A few limitations need to be addressed. Firstly, the cross-sectional design limits conclusions about higher amygdala GMV as a transient vulnerability marker for MDD onset. As our converter sample was too small to perform predictive machine learning-based approaches [68], we included anomaly detection using Isolation Forest to capture individual variability beyond group-level analyses. This approach revealed a three times higher abnormality percentage in converters compared to HC and patients. Secondly, the subgroups strongly differed in size and the converter sample size is insufficient to detect small effects common in neuroimaging modalities [58]. To adjust for this, we matched the groups by sex, age, and scanner, and employed a dismantling approach with additional sanity checks to gradually eliminate confounding factors. To our knowledge, our converter sample (n = 45) is among the largest so far [26, 69]. Thirdly, the time until onset of MDD in converters varied between one and 24 months, limiting conclusions on the exact timing of morphometric changes, though GMV changes in the amygdala, insula, and DLPFC were not linked with the months until onset. Fourthly, due to the 2-year follow-up period, we cannot definitively rule out the possibility that individuals in the HC subgroup may develop MDD in the future, and they should therefore technically be considered part of the converter subgroup. The potential influence of these converters should still be taken into account when interpreting the results. Lastly, we combined two clinical cohorts using different scanners to increase sample size. Patients from the MNC cohort were predominantly acutely depressed patients, thus the remission and recurrence sample mainly included patients from the MACS cohort. To address potential scanner effects in these samples, data were harmonized using ComBat [38] prior excluding acute cases.

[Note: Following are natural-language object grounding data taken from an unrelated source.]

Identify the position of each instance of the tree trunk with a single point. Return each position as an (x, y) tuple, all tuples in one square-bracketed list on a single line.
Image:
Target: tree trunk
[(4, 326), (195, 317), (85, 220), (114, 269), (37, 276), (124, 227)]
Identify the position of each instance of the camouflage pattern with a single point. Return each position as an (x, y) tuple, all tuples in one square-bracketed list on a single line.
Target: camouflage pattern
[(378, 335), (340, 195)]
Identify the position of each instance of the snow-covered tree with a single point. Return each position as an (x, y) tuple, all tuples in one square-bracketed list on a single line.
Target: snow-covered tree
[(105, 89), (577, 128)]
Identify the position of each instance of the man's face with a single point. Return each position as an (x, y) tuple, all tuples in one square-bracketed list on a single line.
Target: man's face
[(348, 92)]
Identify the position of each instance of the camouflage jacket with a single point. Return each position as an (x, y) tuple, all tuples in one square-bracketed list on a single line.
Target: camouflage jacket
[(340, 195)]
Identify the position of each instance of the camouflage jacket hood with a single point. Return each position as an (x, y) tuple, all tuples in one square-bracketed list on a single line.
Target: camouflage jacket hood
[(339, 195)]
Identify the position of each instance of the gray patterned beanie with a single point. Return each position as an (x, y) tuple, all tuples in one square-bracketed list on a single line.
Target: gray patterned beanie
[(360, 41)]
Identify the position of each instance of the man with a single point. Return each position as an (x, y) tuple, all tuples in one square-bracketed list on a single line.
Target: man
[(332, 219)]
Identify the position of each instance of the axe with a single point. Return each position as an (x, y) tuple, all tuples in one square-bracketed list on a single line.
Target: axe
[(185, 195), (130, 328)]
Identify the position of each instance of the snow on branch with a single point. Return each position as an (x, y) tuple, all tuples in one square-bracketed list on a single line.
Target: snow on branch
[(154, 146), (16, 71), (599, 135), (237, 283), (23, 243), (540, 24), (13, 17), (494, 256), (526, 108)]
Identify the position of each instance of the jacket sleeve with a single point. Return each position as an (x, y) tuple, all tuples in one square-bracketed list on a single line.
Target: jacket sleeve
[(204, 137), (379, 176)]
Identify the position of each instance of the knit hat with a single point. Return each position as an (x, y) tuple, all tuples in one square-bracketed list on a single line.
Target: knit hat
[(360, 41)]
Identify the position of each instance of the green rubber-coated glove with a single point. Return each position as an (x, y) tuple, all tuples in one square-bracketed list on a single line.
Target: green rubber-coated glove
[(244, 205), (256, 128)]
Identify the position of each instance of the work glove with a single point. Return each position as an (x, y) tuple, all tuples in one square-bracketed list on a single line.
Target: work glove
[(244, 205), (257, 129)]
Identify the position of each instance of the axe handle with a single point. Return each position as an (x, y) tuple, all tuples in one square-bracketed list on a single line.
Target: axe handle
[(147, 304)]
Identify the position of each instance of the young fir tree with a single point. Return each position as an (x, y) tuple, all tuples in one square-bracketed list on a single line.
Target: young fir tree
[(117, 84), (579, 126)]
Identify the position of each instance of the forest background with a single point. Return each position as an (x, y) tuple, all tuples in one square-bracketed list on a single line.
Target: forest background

In conclusion, examining one of the largest available converter samples in neuroimaging research offered preliminary evidence on neural markers for the impending onset of an initial depressive episode and other correlates of MDD that emerge later in the course of the disorder and are probably driven by the acute depressive state. Our findings extend neurobiological models of the etiology of MDD [4, 5, 43, 70] and suggest a temporary vulnerability, which in combination with other common risk factors for MDD might facilitate prediction of the onset of the disorder. In turn, this could improve both early detection and prevention programs for depression. Finally, encouragement is given for longitudinal studies focusing on such highly relevant converter samples prior to, during, and following the initial depressive episode to further elucidate GMV trajectories in the early stages of depression.

Data access and responsibility

FOR2107/MACS cohort data: All PIs take responsibility for the integrity of the respective study data and their components. All authors and coauthors had full access to all study data. MNC data: AK and UD take responsibility for the integrity of the data and the accuracy of data analysis.

Previously published work

Both datasets are part of a larger consortium and have already been published numerous times (please see https://for2107.de/publikationen/ for the MACS and https://www.medizin.uni-muenster.de/translap/studien/nae.html for the MNC). This manuscript presents the first analysis of gray matter volumes of initially healthy individuals with a subsequent transition to major depressive disorder (converters). We compared these to both, patients with major depressive disorder and sustained healthy controls. To increase the sample size, especially of the converter subsample, we combined datasets of the MACS and the MNC. For the first time, we included only individuals with available gray matter data from the MRI assessment who also completed the 2-year clinical follow-up assessment from both cohorts.